The structure of the experiment consisted of 6 aluminium tubes arranged around a central stainless steel tube. The aluminium tubes would contain the mice and their food and the stainless steel tube would contain 0.53 kg of KO2 for life support. The steel tube was covered with a dust screen consisting of Teflon felt and stainless steel screen. These 7 tubes would be contained within a 18 cm wide and 29 cm long air-tight aluminium canister. At one end of the canister was a removable plate containing the package's relief valve, along with a valve that allowed for the flushing of the canisters atmosphere. Thermometers developed for the microbial ecology evaluation device (MEED), first flown on Apollo 16, were used to record the experiment's minimum and maximum temperatures. The package in total weighed 6.1 kg.

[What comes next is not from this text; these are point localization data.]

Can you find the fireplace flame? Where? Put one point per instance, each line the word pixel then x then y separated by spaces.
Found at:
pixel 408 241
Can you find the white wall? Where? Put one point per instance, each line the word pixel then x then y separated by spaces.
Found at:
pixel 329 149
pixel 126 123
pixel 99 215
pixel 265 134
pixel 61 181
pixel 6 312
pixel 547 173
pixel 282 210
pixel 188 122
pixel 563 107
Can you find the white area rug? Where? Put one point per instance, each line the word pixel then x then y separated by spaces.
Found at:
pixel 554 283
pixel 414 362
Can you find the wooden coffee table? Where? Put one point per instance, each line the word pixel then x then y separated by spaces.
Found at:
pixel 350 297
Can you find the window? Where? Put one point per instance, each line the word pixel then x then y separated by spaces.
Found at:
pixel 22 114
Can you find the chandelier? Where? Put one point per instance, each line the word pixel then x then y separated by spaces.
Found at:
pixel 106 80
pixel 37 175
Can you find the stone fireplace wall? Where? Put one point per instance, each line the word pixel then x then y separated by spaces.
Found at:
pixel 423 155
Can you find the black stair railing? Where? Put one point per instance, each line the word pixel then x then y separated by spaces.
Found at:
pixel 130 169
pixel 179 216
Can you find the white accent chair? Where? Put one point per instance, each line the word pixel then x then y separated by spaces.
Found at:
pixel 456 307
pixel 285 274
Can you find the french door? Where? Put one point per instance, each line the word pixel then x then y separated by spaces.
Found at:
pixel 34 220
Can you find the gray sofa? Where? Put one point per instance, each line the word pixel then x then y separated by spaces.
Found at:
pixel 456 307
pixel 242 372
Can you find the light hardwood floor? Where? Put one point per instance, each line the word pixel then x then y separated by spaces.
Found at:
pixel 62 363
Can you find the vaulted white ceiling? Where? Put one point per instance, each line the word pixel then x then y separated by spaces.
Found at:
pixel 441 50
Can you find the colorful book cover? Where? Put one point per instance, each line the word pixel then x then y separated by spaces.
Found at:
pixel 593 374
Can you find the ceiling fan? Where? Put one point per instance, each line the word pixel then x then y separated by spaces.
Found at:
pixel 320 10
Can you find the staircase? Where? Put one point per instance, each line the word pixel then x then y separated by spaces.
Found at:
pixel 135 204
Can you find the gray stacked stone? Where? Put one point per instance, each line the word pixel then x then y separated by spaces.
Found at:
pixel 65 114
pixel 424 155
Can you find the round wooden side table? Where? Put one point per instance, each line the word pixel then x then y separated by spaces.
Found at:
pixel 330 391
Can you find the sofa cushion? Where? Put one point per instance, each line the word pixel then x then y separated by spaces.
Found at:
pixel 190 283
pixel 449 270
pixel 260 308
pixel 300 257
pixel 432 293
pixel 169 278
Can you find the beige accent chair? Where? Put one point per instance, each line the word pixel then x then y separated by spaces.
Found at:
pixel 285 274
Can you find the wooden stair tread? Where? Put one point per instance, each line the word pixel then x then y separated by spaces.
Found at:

=== Pre-flight and flight operations ===
Preparations for the flight package for Apollo 17 began at the Kennedy Space Center on December 2, 1972. Five mice were selected from a colony of 30 who had been prepared at the Ames Research Center and installed into five of the six aluminium tubes. Each tube had a 30 g mixture of seeds that included rye, sunflower seeds, oats and millet. The sixth tube remained empty for the duration of the experiment. Once the canister was sealed with the removable plate, the canister was purged with oxygen for 25 minutes following which the pressure in the canister was reduced to 5.2 psi and a small quantity of helium was added to facilitate leak checks. Once the leak check passed, the pressure in the cylinder was reduced further and maintained at a pressure of 3.3-4.5 psi for the next 36 hours. The package had to be supplied with an external source of oxygen until the concentrations of CO2 and H2O in the canister would reach sufficient levels to self sustain their reaction with the KO2 to act a sufficient life support system for the duration of the flight. On December 5, 1972, the package was prepared for installation in the A-6 locker in the Apollo 17 command module. To monitor the package's ambient radiation levels, a backup crew person dosimeter was installed on the bottom of the A-6 locker.

== Science ==
Upon return to Earth, it was found that one of the mice had died during flight. The four remaining mice were anesthetized and perfused with a preserving fixing fluid. Following an autopsy, the heads of the mice were placed into aluminum boxes that would facilitate their examination. The heads went through decalcification and dehydration before being cut into 1600 thin sections, each approximately 10 millimicrons thick. Around 80 cosmic-ray particles were found to have interacted with the plastic detectors that had been inserted under the scalps of the mice. The cosmic rays seen all had very similar energies and it is believed that the Apollo 17 vehicle and the experiment package reduced the frequency and energy of the cosmic rays that interacted with the mice. No demonstrable lesions were identified in the mice and the attenuation of the ambient radiation by the experiment package was suspected to have played a part. Few of the high-energy particles reached the mice.